Sur les 953 individus connus, on trouvait 175 officiers supérieurs, dont 52 des carabiniers (10 généraux); 9 de l’aviation; 29 de la marine (6 amiraux); 50 de l’armée de terre; 37 de la garde des finances (7 généraux) et 6 de la sécurité publique; 119 hauts responsables des milieux financiers, dont 47 directeurs de banques; 83 PDG d’entreprises d’Etat; 12 PDG de sociétés privées; 36 parlementaires; 10 préfets; 3 ministres; quantité de directeurs et de secrétaires généraux de ministères, de hauts magistrats, etc. 4 maisons d’édition -dont la plus grande d’Italie, le groupe Rizzoli, 22 journaux ±20 dirigeants des radios et télévisions se trouvaient, à la même époque, sous l’influence de la P.2.
 
 

                                                                        L’AFFAIRE DE LA LOGE P. 2 : CHRONOLOGIE 

                                                                                                               1981 

Mars : Michele Sindona, le “banquier de la Mafia et du Vatican” est arrêté à New-York, pour banqueroute. Il dénonce son mentor, Licio Gelli. Le 17 mars, la police perquisitionne dans la demeure de Gelli, la villa Wanda à Arezzoen Toscane, ainsi que dans divers bâtiments attenants. Dans un atelier de confection appartenant à Gelli, les policiers découvrent 32 cartons de documents confidentiels, dont une liste de 953 noms, partie du fichier des adhérents de la P.2. Gelli, lui, a pris la fuite avant l’arrivée de la police. 

Mai : le Parquet de Rome fait perquisitionner le siège du Grand Orient d’Italie, à Rome. La P2 est l’une des 520 loges de cette obédience. 

Juin : Arnaldo Forlani, président du conseil, rend publique une liste de 953 “frères” de la P.2 et annonce “des sanctions exemplaires”. 34 officiers généraux et hauts-fonctionnaires sont inculpés. 
 

                                                                                                               1982 

Juin : le Procureur de la République de Rome demande -déjà- un non-lieu dans l’affaire P.2. Oui c’est bien une société secrète, mais “elle n’a pas de fins criminelles”. Le 18 juin, Roberto Calvi, PDG de la principale banque privée d’Italie, le banco Ambrosiano et “bras financier de la P.2” est trouvé pendu sous le pont des Frères Noirs, à Londres; peu auparavant, sa banque a fait un krach d’1,2 milliard de dollars. 

Septembre : le 13, Licio Gelli est arrêté au siège de l’Union de Banques Suisses, à Genève. Maquillé, détenteur d’un passeport argentin au nom de Mario Ricci, il se préparait à retirer 120 millions de dollars d’un compte numéroté. 
 

                                                                                                               1983 

Avril : Francisco Pazienza, N° 2 de la loge P.2 et ancien bras droit du général Giuseppe Santovito, chef du SR militaire (SISMI), disparaît d’Italie. 

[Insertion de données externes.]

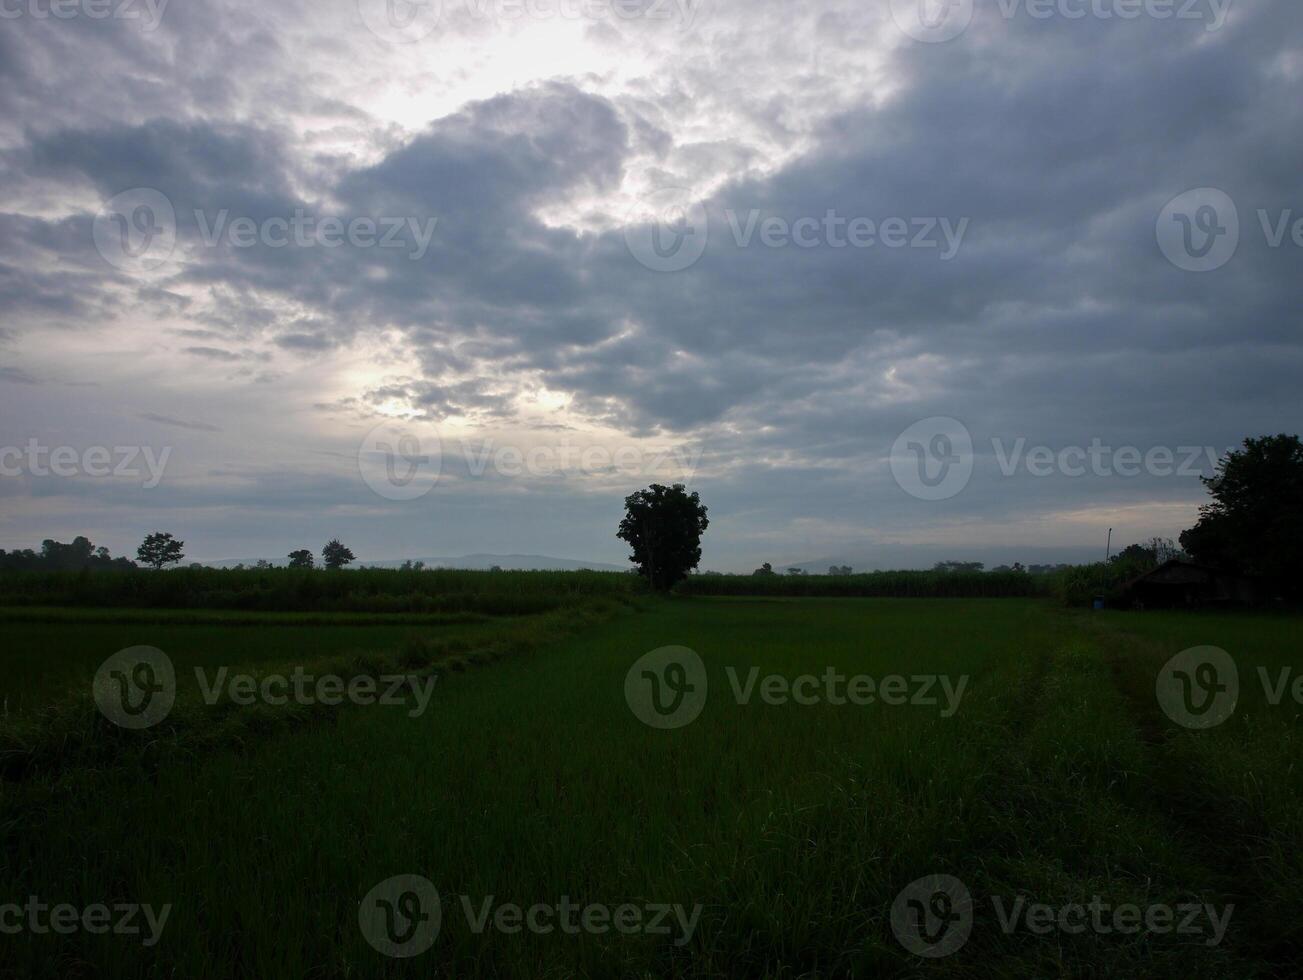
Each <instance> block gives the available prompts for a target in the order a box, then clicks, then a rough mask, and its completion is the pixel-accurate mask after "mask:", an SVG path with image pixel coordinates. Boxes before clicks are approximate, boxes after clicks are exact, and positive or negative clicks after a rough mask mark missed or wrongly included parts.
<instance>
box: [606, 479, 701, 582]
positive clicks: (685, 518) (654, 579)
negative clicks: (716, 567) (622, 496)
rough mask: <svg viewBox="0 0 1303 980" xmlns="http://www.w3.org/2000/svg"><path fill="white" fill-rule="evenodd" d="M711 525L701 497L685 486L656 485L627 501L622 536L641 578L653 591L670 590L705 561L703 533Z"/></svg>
mask: <svg viewBox="0 0 1303 980" xmlns="http://www.w3.org/2000/svg"><path fill="white" fill-rule="evenodd" d="M708 526H710V521H709V520H706V508H705V507H702V504H701V498H700V497H697V494H689V493H688V491H687V490H684V489H683V483H675V485H674V486H661V485H659V483H653V485H651V486H649V487H648V489H646V490H638V491H637V493H636V494H631V495H629V497H625V498H624V520H622V521H620V529H619V532H618V537H619V538H620V540H623V541H627V542H628V545H629V547H632V549H633V554H632V555H629V560H631V562H633V563H635V564H637V567H638V575H641V576H642V577H644V579H646V580H648V583H650V585H651V588H653V589H658V590H662V592H663V590H667V589H670V588H671V586H672V585H674V584H675V583H676V581H679V580H680V579H684V577H687V575H688V572H689V571H692V569H693V568H696V567H697V564H698V563H700V562H701V534H702V532H704V530H705V529H706V528H708Z"/></svg>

Août : Le 10, Licio Gelli s’évade de la prison genevoise de Champ-Dollon. 
 

                                                                                                               1984 

Mai : La commission d’enquête parlementaire sur la loge P.2, présidée par Mme Tina Anselmi, une députée démocrate-chrétienne si pieuse et austère qu’on l’a baptisée “Khomeini en jupon”, rend ses conclusions, après étude des 500.000 pages du dossier. La P.2 est “une structure complexe consacrée à des activités suspectes sinon illicites de pression et d’ingérence sur les mécanismes de décision de l’Etat les plus délicats. Cela à fin d’enrichissement ou de conquête d’un pouvoir plus important, aussi bien au niveau personnel qu’en faveur de la Loge en tant que telle”. 
Autres conclusions : la liste de 953 noms est authentique, mais pas exhaustive; “les finalités de la Loge P.2 étaient non seulement parfaitement connues de ses adhérents mais constituaient en fait le motif même de leur entrée dans l’association”. Mme Anselmi ajoute “nombre des officiers supérieurs figurant sur la liste des membres de la P.2 ont joué un r»le important dans des épisodes significatifs de l’histoire récente de notre pays, y compris lors d’évènement de nature subversive”. 
Octobre : le général Pietro Musumeci, N° 2 du SISMI -et notamment responsable de sa sécurité interne- son adjoint le colonel Giuseppe Belmonte et le chef du bureau d’Etat-major du SISMI, Secondo d’Eliseo sont arrêtés et inculpés d’association de malfaiteurs, de trafic et détention d’armes, d’abus de pouvoir et complicité. On leur reproche en fait d’avoir créé un noyau subversif -véritable SR parallèle- au sein de leur service. 
 

                                                                                                               1985 

Mars : Francisco Pazienza est arrêté à New-York, porteur d’un passeport seychellois portant un faux nom. 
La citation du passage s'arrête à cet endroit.